SUMMER ASSIGNMENT
This COMPULSORY work is set to help you make the transition from Year 11 to your Post-16 studies. It is very important that you complete it to a high standard as it will help you start to build to the skills you will need to do well at the North Bristol Post-16 Centre.
READING LIST Post 1900 prose
McEwan: Atonement/ Chesil Beach/Saturday/Enduring love
Winterson: Oranges are not the only fruit
HanifKureishi: Buddha of Suburbia
Sebastian Barry: Secret Scripture
Waters: Nightwatch
Woolf: To the Lighthouse / Mrs. Dalloway
Heller: Notes on a Scandal
Z Smith: NW/ WhiteTeeth
Yates: Revolutionary Road
Jean Rhys: Wild Sargasso Sea / American literature
1885 The Adventures Of Huckleberry Finn by Mark Twain
1899 The Awakening by Kate Chopin
1905 The Jungle by Upton Sinclair
1929 A Farewell To Arms by Ernest Hemingway
1930 As I lay Dying by William Faulkner
1934 Tender Is The Night by F. Scott Fitzgerald
1937 Their Eyes Were Watching God by Zora Neale Hurston
1939 The Grapes Of Wrath by John Steinbeck
1940 Native Son by Richard Wright
Want to know the set texts on YOUR OCR AS level literature course?
Fitzgerald The Great Gatsby Shakespeare Hamlet Rossetti’sPoetry Ibsen A Doll’s House
This course is ALL ABOUT READING, READING, READING.
IT IS IMPORTANT TO NOTE THAT YOUR SUBJECT TEACHERS WILL USE THIS WORK TO HELP ASSESS YOUR SUITABILITY FOR, AND COMMITMENT TO, YOUR COURSE.
English Literature Summer Task – Hamlet
Watch one production of Hamlet. This could be a live performance or a filmed version. Recommended versions include:
- Hamlet by the RSC starring David Tennant (2009)
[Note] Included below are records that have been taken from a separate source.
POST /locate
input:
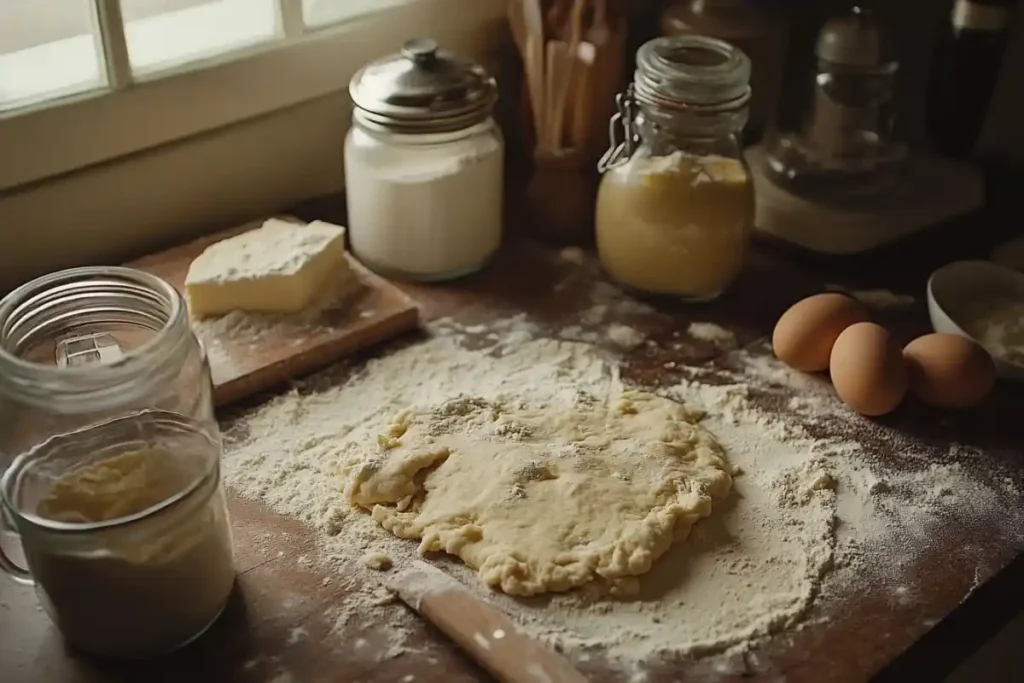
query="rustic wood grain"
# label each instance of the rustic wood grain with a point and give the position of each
(244, 367)
(483, 632)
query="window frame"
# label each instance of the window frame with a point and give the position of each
(60, 136)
- Hamlet directed and starring Kenneth Brannagh (1996)
Copies of these films are available to buy online or borrow in the school library as well public libraries around Bristol.
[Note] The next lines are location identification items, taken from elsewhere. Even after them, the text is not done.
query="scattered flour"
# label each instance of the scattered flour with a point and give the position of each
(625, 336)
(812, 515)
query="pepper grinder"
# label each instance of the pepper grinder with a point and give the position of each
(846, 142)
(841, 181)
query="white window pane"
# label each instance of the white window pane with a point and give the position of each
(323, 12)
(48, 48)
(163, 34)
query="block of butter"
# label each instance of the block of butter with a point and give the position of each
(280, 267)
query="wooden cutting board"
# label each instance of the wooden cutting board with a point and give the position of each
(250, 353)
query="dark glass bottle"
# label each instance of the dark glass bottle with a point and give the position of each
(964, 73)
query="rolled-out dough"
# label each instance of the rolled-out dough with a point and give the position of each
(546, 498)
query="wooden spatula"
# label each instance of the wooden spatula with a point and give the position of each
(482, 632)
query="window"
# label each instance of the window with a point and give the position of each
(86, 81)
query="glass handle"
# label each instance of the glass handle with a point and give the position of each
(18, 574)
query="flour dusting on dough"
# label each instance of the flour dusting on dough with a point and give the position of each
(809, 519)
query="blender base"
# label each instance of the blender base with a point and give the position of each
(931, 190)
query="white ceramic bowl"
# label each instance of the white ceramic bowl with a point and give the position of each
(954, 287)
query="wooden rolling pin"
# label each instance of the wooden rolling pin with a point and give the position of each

If you are struggling to obtain a copy of one of the film versions please use the clips from the RSC production below which are available on Youtube:
- Act 2, Scene 2: Hamlet shares his inner thoughts with the audience about his conflicting feelings. He knows he should avenge his father’s death but is simultaneously anxious that revenge is never the answer to any problem.
- Act 2, Scene 2: Polonius, the king’s advisor, tries to engage Hamlet in conversation. He believes Hamlet has been driven mad after falling in love with his daughter, Ophelia. However Hamlet has previously claimed to his friends that his madness is just an act to help cover up his plans for revenge.
- Act 3, Scene 1: Polonius and the King (Hamlet’s uncle) plan to spy on a private conversation between Hamlet and Ophelia in order to ascertain whether or not he is truly mad.
- Act 3, Scene 4: Hamlet is very aware that Polonius and the King have been spying on him and wishes to confront his mother about this and about the part she may have played in his father’s death.
As you are watching make notes on the following:
How are the audience made to feel about Hamlet and his situation at the beginning of the play? How does the version you have watched convey this? (Think about the setting, style of acting, music, filming techniques, etc)Does our opinion on Hamlet change as the play goes on? What key events change our opinion on Hamlet? Once again how is this reflected in the version you have watched? (Think about the setting, style of acting, music, filming techniques, etc)
Can you find any reasons to justify Hamlet’s behaviour in the play? How are these reasons presented in the version you have watched?
Who are the villains and the victims of this story? How does the version you have watched make it clear about their roles?